While there are other plugins and ways to compress your images without Webp, you won’t see the same compression ratio while keeping your images the same high quality. If you can’t use Webp, we recommend using JPGs for photos and PNGs for files where you don’t want to lose any quality when compressing them.
One of the easiest ways to optimize images is to resize them to the width they will be displayed on the page. If, for example, an image will be shown at 800px, don’t use a 2000px image file, resize it down to 800px. Fixing image size and compression can be done in Adobe Photoshop or other image editing programs such as GIMP, which is free
Use a Content Delivery Network (CDN)
CDNs are a great way to speed up your site. They store copies of files from your website on servers across the globe so that when a user requests a file or images. The image or data is delivered from the closest server to their location. Our choice is Cloudflare. Cloudflare gives you the best bang for the buck and also includes a WAF (web application firewall) to help mitigate bad bots and hacking attempts, especially the dreaded DDoS attacks. To get set up, you’ll need to change your DNS to use CloudFlare’s DNS, so have your domain registrar ready.
Use Browser Caching
Browser caching can be a great tool, but sometimes it’s a double-edged sword. If configured correctly, the user can view pages on your site without having to re-download all the files. However, by allowing data to be cached on the user’s computer, sometimes an older version of a file can be served.

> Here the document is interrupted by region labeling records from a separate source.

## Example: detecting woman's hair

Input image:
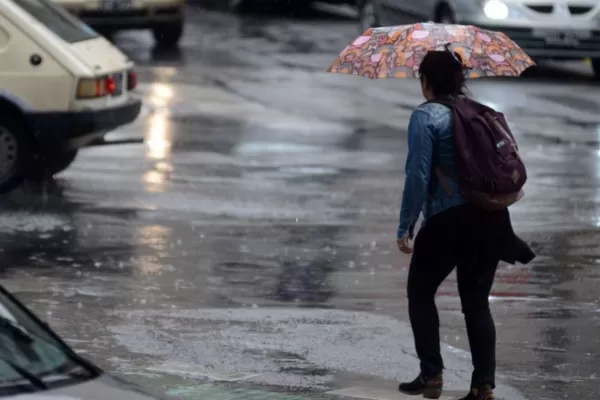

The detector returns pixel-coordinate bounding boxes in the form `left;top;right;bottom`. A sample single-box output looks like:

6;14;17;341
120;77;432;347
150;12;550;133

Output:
419;50;466;97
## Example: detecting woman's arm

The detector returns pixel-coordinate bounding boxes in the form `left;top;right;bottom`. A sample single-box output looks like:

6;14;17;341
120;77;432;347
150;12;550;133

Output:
397;110;434;239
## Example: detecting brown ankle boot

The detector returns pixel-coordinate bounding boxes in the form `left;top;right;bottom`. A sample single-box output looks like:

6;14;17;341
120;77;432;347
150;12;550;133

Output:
398;373;444;399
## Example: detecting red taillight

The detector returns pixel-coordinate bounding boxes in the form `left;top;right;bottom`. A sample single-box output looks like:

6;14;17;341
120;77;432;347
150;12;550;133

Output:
127;71;137;90
106;77;117;94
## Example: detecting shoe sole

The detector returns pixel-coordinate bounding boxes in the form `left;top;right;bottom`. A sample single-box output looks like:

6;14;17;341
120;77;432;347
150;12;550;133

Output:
423;388;442;399
399;389;442;399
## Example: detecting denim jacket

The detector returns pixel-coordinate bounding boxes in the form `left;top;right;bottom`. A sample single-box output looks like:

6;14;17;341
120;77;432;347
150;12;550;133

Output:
397;103;465;238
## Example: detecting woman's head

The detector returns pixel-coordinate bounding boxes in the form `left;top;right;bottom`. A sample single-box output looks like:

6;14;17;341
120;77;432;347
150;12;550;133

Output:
419;50;466;100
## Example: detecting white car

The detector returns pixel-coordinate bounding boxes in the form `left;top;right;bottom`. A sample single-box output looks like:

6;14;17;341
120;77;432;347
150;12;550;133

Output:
0;286;169;400
0;0;141;193
358;0;600;77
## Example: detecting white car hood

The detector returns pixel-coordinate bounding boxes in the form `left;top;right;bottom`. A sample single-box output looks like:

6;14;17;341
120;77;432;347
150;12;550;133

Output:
12;375;171;400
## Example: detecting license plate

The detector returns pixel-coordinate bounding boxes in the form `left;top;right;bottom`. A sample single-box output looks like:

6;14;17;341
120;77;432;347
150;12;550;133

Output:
533;29;592;46
100;0;132;11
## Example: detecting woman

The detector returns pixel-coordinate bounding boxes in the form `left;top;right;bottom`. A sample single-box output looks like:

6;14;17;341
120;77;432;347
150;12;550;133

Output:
397;51;533;400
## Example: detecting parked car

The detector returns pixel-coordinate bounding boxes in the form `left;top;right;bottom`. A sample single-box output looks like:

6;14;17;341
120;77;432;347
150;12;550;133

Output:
0;286;172;400
0;0;141;193
358;0;600;77
54;0;185;47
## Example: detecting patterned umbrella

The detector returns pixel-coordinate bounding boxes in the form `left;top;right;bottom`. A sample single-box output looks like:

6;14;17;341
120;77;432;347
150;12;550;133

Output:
328;22;535;79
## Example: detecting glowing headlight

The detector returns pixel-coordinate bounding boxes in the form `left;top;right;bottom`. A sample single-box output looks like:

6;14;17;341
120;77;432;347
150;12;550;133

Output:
483;0;508;19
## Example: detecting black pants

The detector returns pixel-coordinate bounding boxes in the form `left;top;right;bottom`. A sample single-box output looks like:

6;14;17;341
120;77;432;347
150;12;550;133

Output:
408;205;504;388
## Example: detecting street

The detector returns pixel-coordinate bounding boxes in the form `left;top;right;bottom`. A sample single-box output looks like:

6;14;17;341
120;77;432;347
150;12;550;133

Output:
0;6;600;400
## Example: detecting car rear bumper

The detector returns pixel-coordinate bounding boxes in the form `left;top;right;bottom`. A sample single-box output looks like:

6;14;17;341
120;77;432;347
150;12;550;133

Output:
26;98;142;149
69;6;183;29
466;25;600;59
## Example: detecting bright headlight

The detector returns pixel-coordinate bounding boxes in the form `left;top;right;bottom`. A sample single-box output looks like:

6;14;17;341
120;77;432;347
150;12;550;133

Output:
483;0;508;19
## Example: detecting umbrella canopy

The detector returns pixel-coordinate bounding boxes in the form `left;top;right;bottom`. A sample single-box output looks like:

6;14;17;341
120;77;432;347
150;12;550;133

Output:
328;22;535;79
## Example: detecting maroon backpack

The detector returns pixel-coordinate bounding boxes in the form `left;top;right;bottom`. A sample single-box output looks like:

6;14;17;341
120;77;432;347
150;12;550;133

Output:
432;96;527;211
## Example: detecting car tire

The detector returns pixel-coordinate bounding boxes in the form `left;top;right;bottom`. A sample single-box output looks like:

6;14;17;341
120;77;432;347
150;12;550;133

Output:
0;114;32;193
152;20;184;47
592;58;600;81
27;150;78;181
357;0;381;33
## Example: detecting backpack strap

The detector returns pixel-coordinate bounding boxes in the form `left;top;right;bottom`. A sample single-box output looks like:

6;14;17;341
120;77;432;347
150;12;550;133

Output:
423;96;454;196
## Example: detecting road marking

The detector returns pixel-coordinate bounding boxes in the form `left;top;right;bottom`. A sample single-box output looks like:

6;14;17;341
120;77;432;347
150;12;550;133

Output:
326;386;464;400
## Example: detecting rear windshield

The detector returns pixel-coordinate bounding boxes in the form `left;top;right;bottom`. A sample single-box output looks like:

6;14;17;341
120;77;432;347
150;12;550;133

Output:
13;0;98;43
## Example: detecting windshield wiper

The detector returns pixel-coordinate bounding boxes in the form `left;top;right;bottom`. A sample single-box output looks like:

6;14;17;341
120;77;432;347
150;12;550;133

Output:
0;358;48;390
0;316;33;344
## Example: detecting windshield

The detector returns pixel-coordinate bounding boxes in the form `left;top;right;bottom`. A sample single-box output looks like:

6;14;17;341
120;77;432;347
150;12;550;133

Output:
0;289;95;396
13;0;98;43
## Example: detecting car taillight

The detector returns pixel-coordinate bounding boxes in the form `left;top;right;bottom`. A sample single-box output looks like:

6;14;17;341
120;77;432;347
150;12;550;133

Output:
127;71;137;90
104;77;117;94
76;76;123;99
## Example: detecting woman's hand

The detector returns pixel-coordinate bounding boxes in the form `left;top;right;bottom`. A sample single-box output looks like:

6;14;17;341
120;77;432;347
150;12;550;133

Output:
396;235;413;254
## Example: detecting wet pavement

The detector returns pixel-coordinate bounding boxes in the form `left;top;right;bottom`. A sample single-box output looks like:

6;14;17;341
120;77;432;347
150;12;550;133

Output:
0;7;600;399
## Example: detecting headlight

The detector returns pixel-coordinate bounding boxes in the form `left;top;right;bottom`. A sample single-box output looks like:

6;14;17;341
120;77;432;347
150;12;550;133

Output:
483;0;508;19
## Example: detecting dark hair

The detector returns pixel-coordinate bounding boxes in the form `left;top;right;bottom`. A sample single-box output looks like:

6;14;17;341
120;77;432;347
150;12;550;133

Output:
419;50;466;97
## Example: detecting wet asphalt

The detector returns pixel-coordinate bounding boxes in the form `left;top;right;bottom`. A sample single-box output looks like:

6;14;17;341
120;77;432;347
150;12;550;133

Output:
0;6;600;399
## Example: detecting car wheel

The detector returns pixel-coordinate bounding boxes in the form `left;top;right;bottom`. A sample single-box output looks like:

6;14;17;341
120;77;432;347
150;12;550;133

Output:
0;115;31;193
152;20;183;47
592;58;600;81
358;0;381;33
435;5;456;24
27;150;77;180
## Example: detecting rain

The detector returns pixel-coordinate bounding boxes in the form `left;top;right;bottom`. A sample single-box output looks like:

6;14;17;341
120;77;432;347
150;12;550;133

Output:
0;3;600;400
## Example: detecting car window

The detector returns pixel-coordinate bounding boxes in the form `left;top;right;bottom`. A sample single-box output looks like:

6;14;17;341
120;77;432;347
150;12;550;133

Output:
0;290;96;397
13;0;98;43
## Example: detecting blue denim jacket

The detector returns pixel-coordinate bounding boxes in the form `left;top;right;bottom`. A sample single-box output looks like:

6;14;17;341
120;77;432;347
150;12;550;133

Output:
398;103;465;238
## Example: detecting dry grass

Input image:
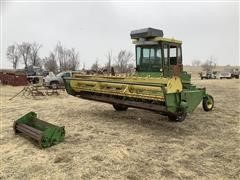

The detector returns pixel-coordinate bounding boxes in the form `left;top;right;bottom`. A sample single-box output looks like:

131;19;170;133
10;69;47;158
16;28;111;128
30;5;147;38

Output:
0;74;240;179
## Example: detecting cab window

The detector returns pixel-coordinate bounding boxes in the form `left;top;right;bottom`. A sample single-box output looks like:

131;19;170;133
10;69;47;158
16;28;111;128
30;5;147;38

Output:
169;46;177;65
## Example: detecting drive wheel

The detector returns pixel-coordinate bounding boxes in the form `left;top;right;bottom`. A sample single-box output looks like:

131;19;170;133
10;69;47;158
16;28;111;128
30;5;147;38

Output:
202;95;214;111
168;112;187;122
113;104;128;111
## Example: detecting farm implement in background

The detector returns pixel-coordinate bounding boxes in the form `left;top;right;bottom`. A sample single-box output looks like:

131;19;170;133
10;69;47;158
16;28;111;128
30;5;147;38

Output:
13;112;65;148
64;28;214;121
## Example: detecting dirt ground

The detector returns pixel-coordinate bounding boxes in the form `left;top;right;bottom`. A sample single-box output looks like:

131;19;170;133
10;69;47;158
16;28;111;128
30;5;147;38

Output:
0;80;240;180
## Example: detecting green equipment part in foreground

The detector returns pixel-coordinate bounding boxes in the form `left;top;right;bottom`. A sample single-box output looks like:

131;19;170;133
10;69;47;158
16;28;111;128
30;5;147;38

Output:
13;112;65;148
64;28;214;121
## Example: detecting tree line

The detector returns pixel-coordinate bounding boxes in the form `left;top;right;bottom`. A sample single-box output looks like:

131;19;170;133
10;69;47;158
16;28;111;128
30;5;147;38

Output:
6;42;134;73
6;42;80;73
192;56;217;71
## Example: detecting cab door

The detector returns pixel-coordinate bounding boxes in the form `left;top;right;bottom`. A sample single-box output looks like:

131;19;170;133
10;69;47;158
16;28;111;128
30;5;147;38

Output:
163;43;182;77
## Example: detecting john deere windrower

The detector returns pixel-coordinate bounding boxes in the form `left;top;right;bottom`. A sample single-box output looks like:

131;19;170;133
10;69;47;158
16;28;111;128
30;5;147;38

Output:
64;28;214;121
13;112;65;148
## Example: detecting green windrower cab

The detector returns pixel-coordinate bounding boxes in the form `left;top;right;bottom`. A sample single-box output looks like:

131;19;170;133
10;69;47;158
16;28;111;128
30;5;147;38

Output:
64;28;214;121
13;112;65;148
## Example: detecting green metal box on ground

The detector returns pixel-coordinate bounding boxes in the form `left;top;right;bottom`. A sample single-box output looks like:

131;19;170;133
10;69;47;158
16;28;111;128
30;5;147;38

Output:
13;112;65;148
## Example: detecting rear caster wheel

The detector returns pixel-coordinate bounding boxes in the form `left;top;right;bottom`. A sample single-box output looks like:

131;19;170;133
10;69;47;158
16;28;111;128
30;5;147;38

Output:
168;112;187;122
202;95;214;111
113;104;128;111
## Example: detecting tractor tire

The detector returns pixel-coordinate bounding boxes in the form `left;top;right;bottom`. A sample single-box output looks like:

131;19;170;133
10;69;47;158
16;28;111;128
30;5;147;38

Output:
168;112;187;122
113;104;128;111
202;95;214;111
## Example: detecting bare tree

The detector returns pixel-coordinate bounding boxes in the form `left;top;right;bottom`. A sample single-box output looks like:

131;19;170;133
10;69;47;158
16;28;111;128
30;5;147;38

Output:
116;50;133;73
54;42;80;71
105;51;113;73
18;42;31;68
91;59;99;72
29;42;42;66
68;48;80;71
43;52;58;74
202;56;217;71
192;59;201;66
7;45;20;69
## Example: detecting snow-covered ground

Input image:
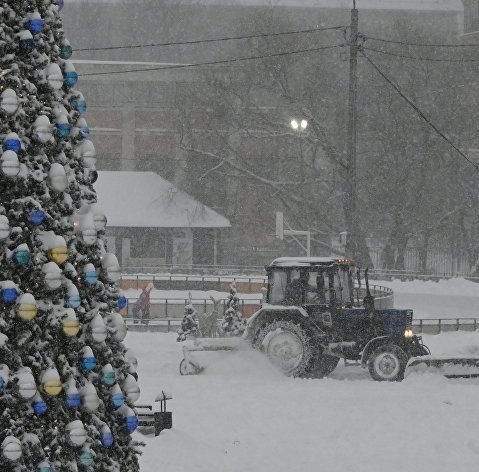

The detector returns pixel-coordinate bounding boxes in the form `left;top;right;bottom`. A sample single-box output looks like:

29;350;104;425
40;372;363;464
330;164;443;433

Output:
126;281;479;472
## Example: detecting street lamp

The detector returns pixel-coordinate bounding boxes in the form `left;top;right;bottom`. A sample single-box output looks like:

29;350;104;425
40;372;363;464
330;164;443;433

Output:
291;120;308;131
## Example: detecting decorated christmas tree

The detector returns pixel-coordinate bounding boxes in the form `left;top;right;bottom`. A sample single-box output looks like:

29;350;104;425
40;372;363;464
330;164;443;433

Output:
176;293;199;342
221;281;246;336
0;0;139;472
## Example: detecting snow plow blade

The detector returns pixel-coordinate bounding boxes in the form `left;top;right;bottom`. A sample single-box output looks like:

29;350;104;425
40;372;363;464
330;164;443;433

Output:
405;356;479;379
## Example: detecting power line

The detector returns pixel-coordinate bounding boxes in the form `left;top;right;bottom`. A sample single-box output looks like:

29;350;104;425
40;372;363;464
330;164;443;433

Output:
361;34;479;48
361;49;479;171
79;44;344;77
75;26;345;52
363;46;479;63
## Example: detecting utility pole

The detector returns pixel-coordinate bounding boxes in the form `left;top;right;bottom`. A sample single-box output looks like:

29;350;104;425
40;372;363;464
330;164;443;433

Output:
345;0;359;258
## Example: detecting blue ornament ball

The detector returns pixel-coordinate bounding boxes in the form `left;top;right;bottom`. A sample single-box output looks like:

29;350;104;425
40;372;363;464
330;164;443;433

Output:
66;393;81;408
32;400;48;415
2;288;18;303
88;170;98;184
125;416;138;433
101;372;116;387
28;18;44;34
20;38;35;54
72;100;86;115
111;393;125;408
13;250;30;265
83;270;98;285
118;297;126;310
81;357;96;372
101;433;113;447
77;451;93;467
30;210;45;225
57;123;70;138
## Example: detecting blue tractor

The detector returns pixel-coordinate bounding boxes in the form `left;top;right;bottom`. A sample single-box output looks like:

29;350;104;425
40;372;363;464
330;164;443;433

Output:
245;257;430;381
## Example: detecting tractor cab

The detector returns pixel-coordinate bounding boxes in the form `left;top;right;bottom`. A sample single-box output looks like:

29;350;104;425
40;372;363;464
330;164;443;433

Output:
266;257;354;311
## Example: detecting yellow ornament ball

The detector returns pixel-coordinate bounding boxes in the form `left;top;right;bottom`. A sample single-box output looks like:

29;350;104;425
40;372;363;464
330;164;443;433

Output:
43;380;62;397
17;303;38;321
48;246;68;264
63;320;80;336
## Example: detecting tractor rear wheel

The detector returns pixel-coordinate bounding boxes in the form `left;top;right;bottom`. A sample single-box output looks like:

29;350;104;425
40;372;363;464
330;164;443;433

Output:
368;344;408;382
255;320;313;377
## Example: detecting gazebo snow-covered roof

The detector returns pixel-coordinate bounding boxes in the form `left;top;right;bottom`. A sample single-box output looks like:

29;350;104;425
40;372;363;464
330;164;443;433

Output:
94;171;231;228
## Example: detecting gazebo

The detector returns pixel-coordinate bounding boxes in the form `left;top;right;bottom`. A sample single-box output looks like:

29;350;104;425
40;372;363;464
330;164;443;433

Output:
94;171;231;268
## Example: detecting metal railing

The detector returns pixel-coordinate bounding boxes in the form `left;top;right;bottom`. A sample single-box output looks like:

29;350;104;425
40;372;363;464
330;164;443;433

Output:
122;264;479;282
125;317;479;334
412;318;479;334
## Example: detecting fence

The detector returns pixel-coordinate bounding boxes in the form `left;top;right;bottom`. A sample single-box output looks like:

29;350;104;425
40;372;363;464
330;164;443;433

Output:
126;281;394;319
125;317;479;334
120;265;479;288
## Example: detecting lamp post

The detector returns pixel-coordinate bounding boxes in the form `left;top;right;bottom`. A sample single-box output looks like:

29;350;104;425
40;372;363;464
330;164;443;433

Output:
291;119;308;131
284;118;311;257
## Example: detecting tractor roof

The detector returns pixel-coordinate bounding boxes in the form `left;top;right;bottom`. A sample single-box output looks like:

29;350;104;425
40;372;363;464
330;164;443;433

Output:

If you are using WordPress, you can easily enable caching using the plugin W3 Total Cache or WP Rocket (our choose). Just navigate to Page Cache under General Settings to enable it. If you are not using WordPress, you can enable caching in your .htaccess file if you are using Apache. Caching can speed up performance by up to 10x
Why Does Site Speed Matter to SEO?
Not all ranking factors are aspects of your site that you can control. For example, you can’t control how many backlinks you have. It’s up to the owners of websites if they want to give you a link. However, page speed is a factor that you have complete control over.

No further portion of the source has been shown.